(Semi)automated disambiguation of scholarly repositories

Authors : Miriam Baglioni, Andrea Mannocci, Gina Pavone, Michele De Bonis, Paolo Manghi

The full exploitation of scholarly repositories is pivotal in modern Open Science, and scholarly repository registries are kingpins in enabling researchers and research infrastructures to list and search for suitable repositories. However, since multiple registries exist, repository managers are keen on registering multiple times the repositories they manage to maximise their traction and visibility across different research communities, disciplines, and applications.

These multiple registrations ultimately lead to information fragmentation and redundancy on the one hand and, on the other, force registries’ users to juggle multiple registries, profiles and identifiers describing the same repository. Such problems are known to registries, which claim equivalence between repository profiles whenever possible by cross-referencing their identifiers across different registries.

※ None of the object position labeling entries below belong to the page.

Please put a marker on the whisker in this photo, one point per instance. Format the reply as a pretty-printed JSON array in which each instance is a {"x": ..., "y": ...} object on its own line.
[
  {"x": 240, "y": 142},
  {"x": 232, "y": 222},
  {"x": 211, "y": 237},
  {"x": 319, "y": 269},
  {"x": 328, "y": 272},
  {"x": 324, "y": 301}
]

However, as we will see, this « claim set » is far from complete and, therefore, many replicas slip under the radar, possibly creating problems downstream.

In this work, we combine such claims to create duplicate sets and extend them with the results of an automated clustering algorithm run over repository metadata descriptions. Then we manually validate our results to produce an « as accurate as possible » de-duplicated dataset of scholarly repositories.

URL : https://arxiv.org/abs/2307.02647